Financial irregularities across Ghana’s public sector more than doubled in 2024, surging 109% year-over-year to GH¢18.4 billion ($1.5 billion), according to the latest report by the Auditor-General. The sharp increase reverses two years of declining trends and has reignited concerns over fiscal discipline and accountability in public institutions.
The report, released this week, outlines a broad deterioration in financial management practices among public boards, state-owned enterprises, and statutory bodies. The GH¢18.4 billion figure compares with GH¢8.8 billion in flagged irregularities in 2023.

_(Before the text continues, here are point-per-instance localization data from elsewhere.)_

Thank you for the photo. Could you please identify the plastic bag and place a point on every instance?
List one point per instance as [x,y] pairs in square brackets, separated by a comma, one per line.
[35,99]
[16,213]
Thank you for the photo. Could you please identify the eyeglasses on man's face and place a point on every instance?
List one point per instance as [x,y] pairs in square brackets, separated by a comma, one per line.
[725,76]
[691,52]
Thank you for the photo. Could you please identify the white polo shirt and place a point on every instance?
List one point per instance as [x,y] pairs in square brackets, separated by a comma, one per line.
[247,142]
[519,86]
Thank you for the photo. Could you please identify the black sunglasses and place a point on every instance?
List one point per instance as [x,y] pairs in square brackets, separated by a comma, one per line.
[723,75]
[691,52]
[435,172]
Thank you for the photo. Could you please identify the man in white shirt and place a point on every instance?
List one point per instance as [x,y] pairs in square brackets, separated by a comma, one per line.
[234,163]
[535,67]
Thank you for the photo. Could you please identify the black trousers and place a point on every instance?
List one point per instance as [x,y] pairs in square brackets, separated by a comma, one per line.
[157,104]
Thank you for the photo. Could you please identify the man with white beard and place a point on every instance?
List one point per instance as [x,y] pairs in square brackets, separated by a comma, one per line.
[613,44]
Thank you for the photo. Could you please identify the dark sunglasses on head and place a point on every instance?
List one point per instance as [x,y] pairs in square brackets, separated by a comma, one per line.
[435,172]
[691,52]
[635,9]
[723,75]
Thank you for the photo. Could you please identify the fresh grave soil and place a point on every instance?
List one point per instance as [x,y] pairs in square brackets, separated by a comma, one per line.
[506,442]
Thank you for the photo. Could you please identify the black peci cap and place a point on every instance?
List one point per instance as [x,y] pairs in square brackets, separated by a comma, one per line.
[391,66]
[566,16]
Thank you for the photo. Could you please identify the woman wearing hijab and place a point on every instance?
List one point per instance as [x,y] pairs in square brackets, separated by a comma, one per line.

“This level of financial indiscipline cannot be allowed to persist,” the Auditor-General said, urging immediate enforcement of audit recommendations to prevent further deterioration.
A breakdown of the findings reveals that payroll-related irregularities were the only category to register a decline, falling from GH¢8.7 million in 2023 to GH¢191,601 in 2024. In contrast, irregularities surged across tax compliance, investment management, loan recoveries, and inter-agency settlements.
Of the total flagged amount, GH¢15.57 billion is deemed recoverable. This includes unpaid taxes, locked-up investments, loans to staff, and unretired imprest. The remaining GH¢2.84 billion stems from administrative issues such as procurement violations and delays in financial processing—matters that may not represent direct losses but nonetheless signal weak adherence to public financial regulations.
The findings come at a time of mounting fiscal pressure on the government, as Ghana continues to implement a debt restructuring program under an IMF-supported framework. Analysts say the rise in irregularities could undermine efforts to restore investor confidence and stabilize public finances.
The Auditor-General has called for stricter compliance mechanisms, improved internal controls, and a more assertive posture by oversight institutions to stem the growing tide of mismanagement.
“The numbers speak for themselves,” said one Accra-based public finance expert. “Without sustained reforms, the cost of inefficiency will continue to rise—and taxpayers will bear the burden.”